I arrived to find nobody on the pond so I tiptoed round to the swim and crawled along the bank to see if anyone was home. Most of the fish were tucked well back in the snags just under the surface sunning themselves. I broke up a few crusts and deposited them around the outside of the submerged braches and did the same with a dozen or so cubes of meat. As nothing showed an interest in the bread, apart for a few rudd, I went for the bottom bait rod, armed with a huge chunk of meat, fished tight to the sunken tree. I set the rod up on the sticks, inserted another bank stick to act as a snag bar and set the clutch to only give line in case of an emergency. After a series of twitches the line tightened and the tip nodded, I was on it like a flash and started to reel a small tench in. Half an hour later I landed another tench and decided to give the surface fishing a bit more attention. I watched as the rudd devoured every crust, but as the light started to fade I noticed a few larger swirls. Two commons came into view, both around ten pounds so I held off with the rod and kept feeding to see if the ghostie would have a go. Soon enough she turned up, circled under the baits and came up for a sniff. Interestingly she had a friend with her, an identical fish only a little smaller in girth and depth of flank, I put her in the fifteen pound bracket with the big girl certainly over twenty. I watched as BG’s buddy nosed a crust around before sinking away out of sight.
Back along the dam I got back to the bottom rod, lowered a rig on the spot once more and retreated. A few minutes passed and the bobbin lifted, very slowly and the tip just quivered. I lifted and felt a bit more resistance than before, I thought possibly one of the small commons or a larger tench, but the hook pulled after 30 or so seconds. With the commotion and the crusts still being poked about I got back up the bank with the floater rod to hand and tossed out a few more crusts. A common appeared below me, took one crust and I lowered my hook-bait into his path, without hesitation he took it and I struck, there was an almighty explosion on the surface, water sprayed everywhere and my line fell slack, the fish was gone.

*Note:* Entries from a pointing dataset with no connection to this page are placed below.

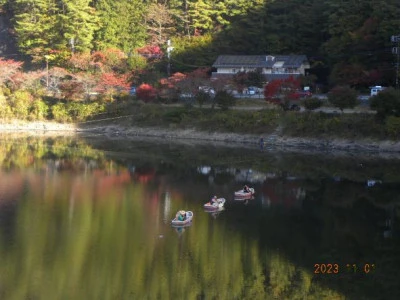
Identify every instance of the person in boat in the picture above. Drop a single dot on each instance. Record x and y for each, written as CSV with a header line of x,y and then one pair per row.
x,y
181,215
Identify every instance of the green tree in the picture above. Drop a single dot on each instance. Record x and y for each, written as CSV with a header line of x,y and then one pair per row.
x,y
121,24
224,100
34,23
343,97
386,103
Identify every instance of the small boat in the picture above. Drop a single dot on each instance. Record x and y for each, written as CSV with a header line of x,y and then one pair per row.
x,y
242,195
219,203
187,221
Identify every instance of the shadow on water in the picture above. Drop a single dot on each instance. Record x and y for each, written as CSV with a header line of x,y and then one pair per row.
x,y
336,217
308,210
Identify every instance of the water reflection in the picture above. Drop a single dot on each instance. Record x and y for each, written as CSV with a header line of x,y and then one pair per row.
x,y
80,223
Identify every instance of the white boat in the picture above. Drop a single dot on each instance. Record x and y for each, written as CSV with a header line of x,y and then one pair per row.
x,y
219,203
241,194
187,221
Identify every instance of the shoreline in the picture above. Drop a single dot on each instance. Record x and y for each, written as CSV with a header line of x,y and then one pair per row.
x,y
271,141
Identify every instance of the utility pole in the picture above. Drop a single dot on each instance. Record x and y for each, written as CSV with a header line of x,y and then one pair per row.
x,y
169,50
396,50
72,43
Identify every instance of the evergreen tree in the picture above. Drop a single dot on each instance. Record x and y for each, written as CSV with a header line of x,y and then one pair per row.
x,y
77,23
34,22
122,24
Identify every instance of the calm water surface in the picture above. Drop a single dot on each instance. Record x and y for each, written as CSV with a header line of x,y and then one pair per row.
x,y
90,219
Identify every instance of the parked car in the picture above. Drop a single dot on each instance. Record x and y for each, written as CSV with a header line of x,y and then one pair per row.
x,y
132,91
251,91
300,95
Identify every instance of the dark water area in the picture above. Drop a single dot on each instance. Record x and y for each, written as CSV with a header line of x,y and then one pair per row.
x,y
89,218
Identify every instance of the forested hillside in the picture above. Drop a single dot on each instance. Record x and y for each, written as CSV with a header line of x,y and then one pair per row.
x,y
347,42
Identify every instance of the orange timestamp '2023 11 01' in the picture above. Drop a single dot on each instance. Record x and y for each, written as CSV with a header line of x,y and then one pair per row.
x,y
333,268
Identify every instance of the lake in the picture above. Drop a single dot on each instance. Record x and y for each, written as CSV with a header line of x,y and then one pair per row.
x,y
89,218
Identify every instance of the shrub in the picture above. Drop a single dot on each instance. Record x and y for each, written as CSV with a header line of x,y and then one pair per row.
x,y
60,113
5,109
392,126
343,97
386,103
38,110
312,103
146,92
175,116
20,102
224,100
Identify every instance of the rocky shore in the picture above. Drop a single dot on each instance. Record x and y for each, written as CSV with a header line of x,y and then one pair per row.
x,y
275,141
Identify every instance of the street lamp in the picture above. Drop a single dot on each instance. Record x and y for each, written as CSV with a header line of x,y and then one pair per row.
x,y
396,50
47,70
169,50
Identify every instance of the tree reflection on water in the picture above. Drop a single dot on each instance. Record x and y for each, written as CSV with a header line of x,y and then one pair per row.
x,y
81,223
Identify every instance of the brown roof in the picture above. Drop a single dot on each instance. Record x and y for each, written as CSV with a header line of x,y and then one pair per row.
x,y
259,61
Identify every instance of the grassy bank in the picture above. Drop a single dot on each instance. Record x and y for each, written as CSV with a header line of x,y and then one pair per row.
x,y
288,123
264,121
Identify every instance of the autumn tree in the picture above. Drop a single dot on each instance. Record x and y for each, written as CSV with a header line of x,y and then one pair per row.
x,y
343,97
112,83
146,92
8,68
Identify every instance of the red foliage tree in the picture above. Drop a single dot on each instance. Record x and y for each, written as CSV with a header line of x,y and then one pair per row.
x,y
112,83
8,68
146,92
279,90
150,51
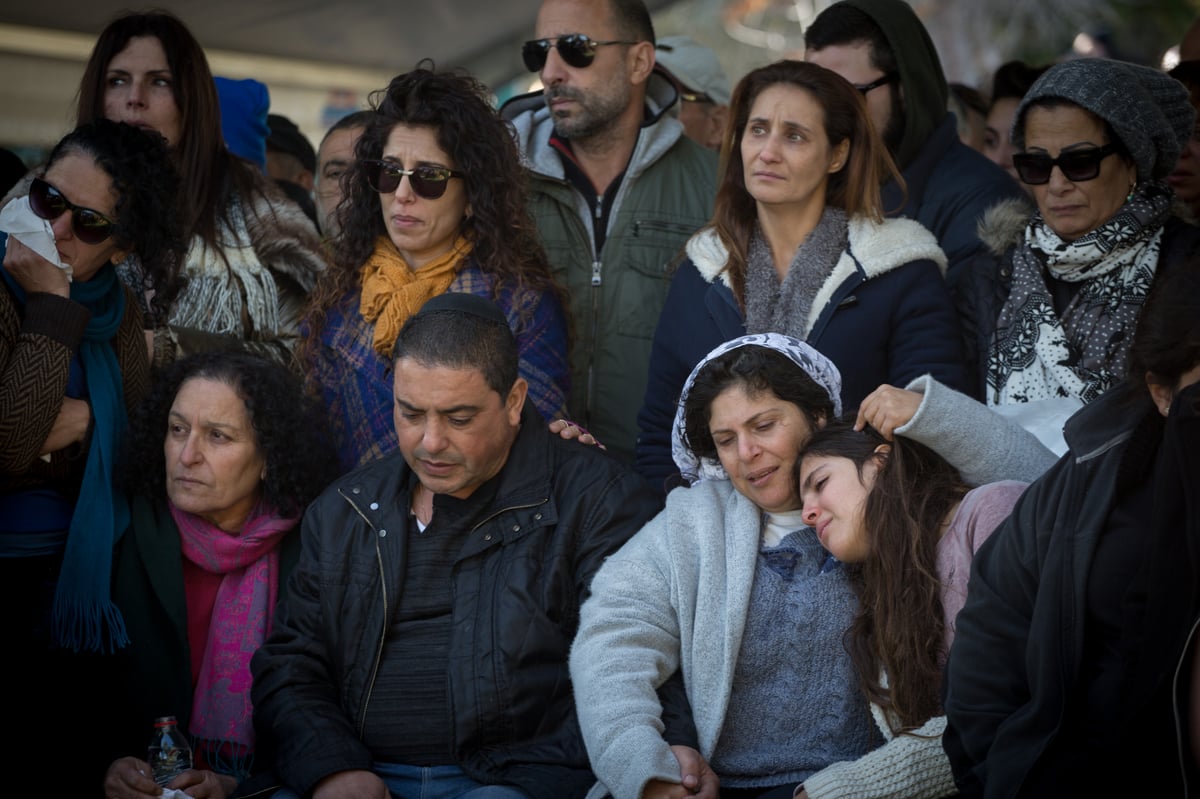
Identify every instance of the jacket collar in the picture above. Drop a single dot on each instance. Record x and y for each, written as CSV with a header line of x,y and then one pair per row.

I was looking at the time and realise that I only had around half an hour to go. With all the commotion of the two lost fish I didn’t think it worth fishing on, and as Steve was fishing the middle pond I was heavily swaying towards packing down and joining him for a brew. But something told me to have one more cast, so another chunk of meat was rigged up and dropped onto the spot. It got dark and I kept looking at the watch. Then it happened, a single bleep followed by the bobbin cracking against the rod and the tip bending a full 45 degrees. I picked up the rod, stuck the tip under the water and walked away from the snags with my hand over the spool. Keeping the fish away from the snags wasn’t a problem and at first I thought it was one of the small commons, but under the rod tip things changed, I couldn’t lift it, it just hugged the bottom, swam round and round taking line whenever it wanted to and started to gain its respect with every minute that passed. It took quite a while but eventually I caught a glimpse of it in the headlamp beam, and I could see straight away it was a ghostie, but which one?

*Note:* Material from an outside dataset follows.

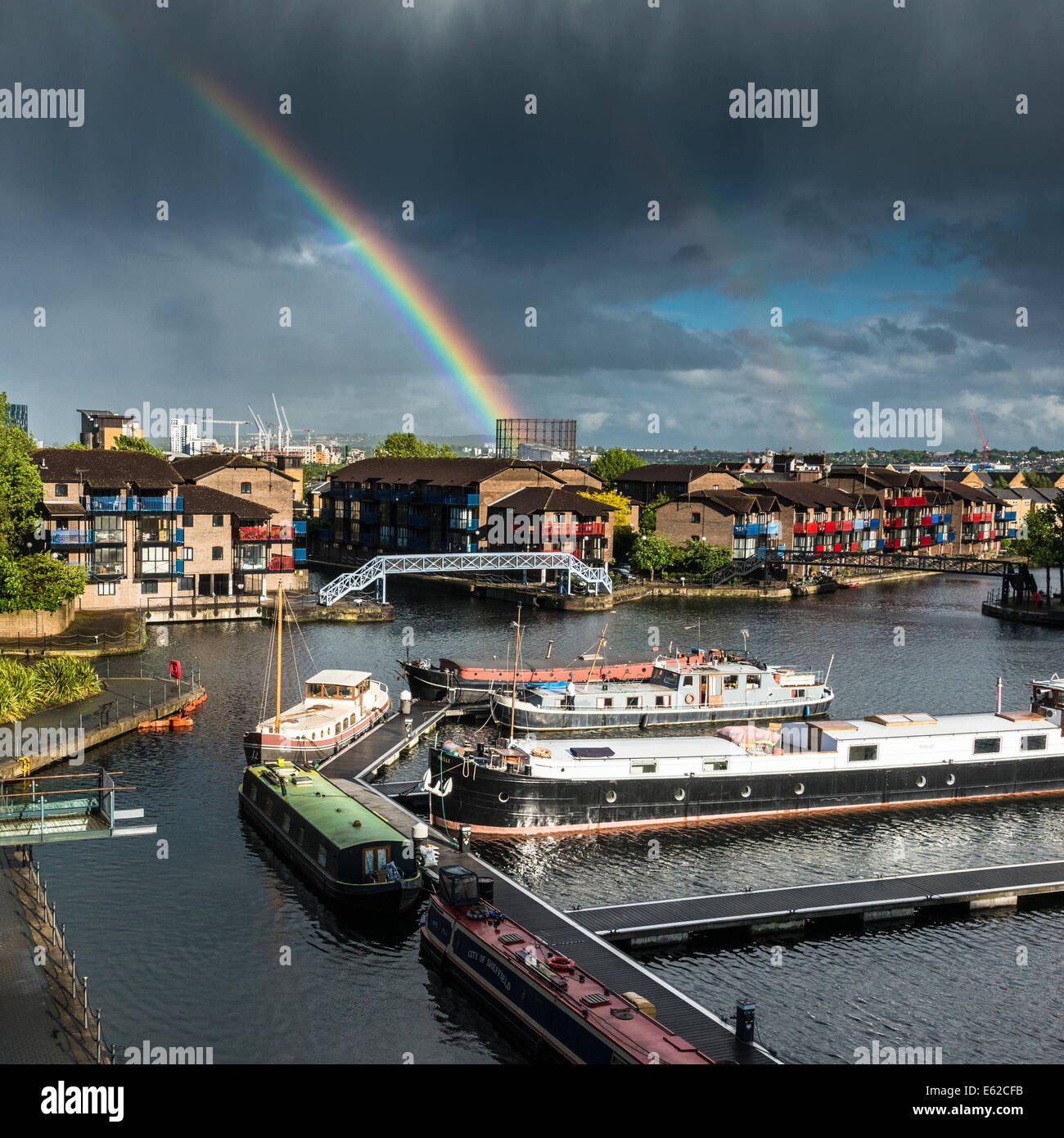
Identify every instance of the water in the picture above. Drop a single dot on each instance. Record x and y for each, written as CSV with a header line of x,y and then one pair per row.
x,y
187,949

It still took a while to bring the fish to the net with me missing once and almost messing it up, but once in the net I really couldn’t tell if it was or wasn’t the big girl. It looked long enough but not deep enough. I called Steve who came to help with the photos. At first he thought it was her but as I lifted the net out there just wasn’t enough weight. The other fish was deeper, had more girth and was slightly longer, but to look at they were identical in appearance. On the scales our thoughts were confirmed when the needle settled on 16lb 2oz. Steve obliged with the pictures and I released her at the next swim along.
An impressive looking fish she was, but I really thought there for a minute that the job was done. I was close catching the fish she was always hanging around with, and that made me even more eager to get back and get the job done. I packed my things away, thanked Steve for the photos and headed off home.